Magnetization control problem for the 2D and 3D evolutionary Landau-Lifshitz-Bloch equation
Sidhartha Patnaik, Kumarasamy Sakthivel
TL;DR
The paper studies optimal control of the evolutionary Landau-Lifshitz-Bloch equation in bounded domains with external fields generated by a finite set of coils. It establishes well-posedness through strong solutions for dimensions $n\in\{1,2,3\}$ and regular solutions for $n=2$ (global) and $n=3$ (local/global under small data), and develops a rigorous optimal control framework using a stationary/adjoint approach. It derives a Fréchet-differentiable control-to-state map and a solvable adjoint system to obtain a first-order variational inequality and a projection formula for the optimal control, followed by a second-order sufficient condition on a cone of critical directions and global/uniqueness criteria. The results provide a solid mathematical basis for magnetization control in high-temperature micromagnetics, with implications for HAMR and fast switching where coil-based control is practical and constrained.
Abstract
In this study, we investigate the optimal control of the Landau-Lifshitz-Bloch equation within confined domains in $\mathbb R^n$ for $n= 2, 3.$ We establish the existence of strong solutions for dimensions $n=1, 2, 3$ under suitable growth conditions on the control, and analyze the existence and uniqueness of regular solutions. We formulate the control problem in which only a fixed set of finite magnetic field coils can constitute the external magnetic field (control). We define a cost functional by aiming at minimizing the energy discrepancy between the evolving magnetic moment and the desired state.

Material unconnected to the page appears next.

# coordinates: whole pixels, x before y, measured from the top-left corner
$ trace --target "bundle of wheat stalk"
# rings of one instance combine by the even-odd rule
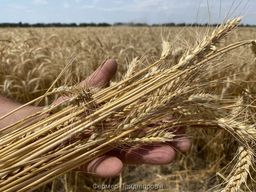
[[[69,97],[0,130],[0,191],[32,191],[113,148],[174,140],[180,127],[223,129],[239,141],[236,162],[223,187],[239,190],[256,157],[256,122],[248,114],[255,113],[255,98],[245,89],[249,99],[241,103],[205,90],[224,82],[208,80],[222,56],[242,46],[255,48],[256,39],[218,46],[241,19],[206,33],[179,60],[172,51],[173,44],[163,41],[159,60],[140,70],[142,59],[134,59],[122,80],[110,86],[51,87],[1,117],[48,96]],[[170,117],[177,120],[168,121]]]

We demonstrate the existence of an optimal solution pair and employ the classical adjoint problem approach to derive a first-order necessary optimality condition. Given the non-convex nature of the optimal control problem, we derive a second-order sufficient optimality condition using a cone of critical directions. Finally, we prove two crucial results, namely, a global optimality condition and uniqueness of an optimal control.